Sebelumnya, Kementerian Energi dan Sumber Daya Mineral (ESDM) memproyeksikan nilai investasi pembangkit listrik EBT mencapai US$ 36,96 miliar hingga tahun 2025 nanti.
Investasi proyek EBT tersebut terdiri dari Pembangkit Listrik Tenaga Panas Bumi (PLTP) sebesar US$ 17,45 miliar, PLT Air dan PLT Mikrohidro sebesar US$ 14,58 miliar, PLT Surya dan PLT Bayu sebesar US$ 1,69 miliar, PLT Sampah sebesar US$ 1,6 miliar, PLT Bioenergi sebesar US$ 1,37 miliar, dan PLT Hybrid sebesar US$ 0,26 miliar.
Baca Juga: Dalam lima tahun, ESDM targetkan penambahan kapasitas pembangkit 27,38 GW
Ketua Umum API Prijandaru Effendi mengaku, tiap investor akan mempertimbangkan berbagai aspek sebelum melaksanakan proyek pembangkit EBT. Salah satu aspek yang cukup berpengaruh adalah regulasi yang mendukung investasi dari para pengembang EBT itu sendiri.
"Investor butuh kepastian harga jual listrik yang menunjang nilai keekonomian proyek EBT," kata dia, Rabu (5/2).

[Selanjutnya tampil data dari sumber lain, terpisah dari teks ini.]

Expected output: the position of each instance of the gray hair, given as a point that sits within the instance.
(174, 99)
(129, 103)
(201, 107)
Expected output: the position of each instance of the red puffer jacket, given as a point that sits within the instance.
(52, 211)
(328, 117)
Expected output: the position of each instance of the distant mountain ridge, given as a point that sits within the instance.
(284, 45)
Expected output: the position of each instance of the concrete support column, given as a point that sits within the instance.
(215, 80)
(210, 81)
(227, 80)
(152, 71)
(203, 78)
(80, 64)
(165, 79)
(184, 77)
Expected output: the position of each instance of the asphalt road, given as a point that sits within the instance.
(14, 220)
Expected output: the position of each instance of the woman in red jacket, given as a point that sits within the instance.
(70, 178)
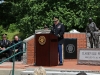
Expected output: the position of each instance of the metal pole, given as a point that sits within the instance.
(13, 62)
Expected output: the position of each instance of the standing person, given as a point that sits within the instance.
(93, 37)
(58, 29)
(4, 43)
(18, 48)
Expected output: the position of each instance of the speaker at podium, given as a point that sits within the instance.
(70, 48)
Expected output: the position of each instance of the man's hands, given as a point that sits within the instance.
(58, 35)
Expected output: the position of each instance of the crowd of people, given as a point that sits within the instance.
(5, 43)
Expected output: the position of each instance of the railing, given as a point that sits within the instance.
(14, 54)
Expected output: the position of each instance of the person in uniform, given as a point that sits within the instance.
(58, 29)
(18, 48)
(4, 43)
(91, 30)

Maka dari itu, API masih terus mencermati rencana pemerintah yang hendak menerbitkan Perpres mengenai harga jual listrik dari pembangkit EBT. Prijandaru berharap adanya kepastian regulasi dapat mendorong investasi di bidang EBT, khususnya panas bumi.
"Tiga tahun terakhir proyek pembangkit panas bumi sulit berjalan karena regulasi yang ada ternyata belum mendukung," kata dia.
Lebih lanjut, ia tidak terlalu mempermasalahkan skema tarif yang akan ditentukan dalam Perpres Feed in Tariff Listrik EBT kelak. Memang, skema feed in tariff (FiT) dalam regulasi tersebut bisa menjadi salah satu opsi untuk memperlancar investasi di sektor panas bumi.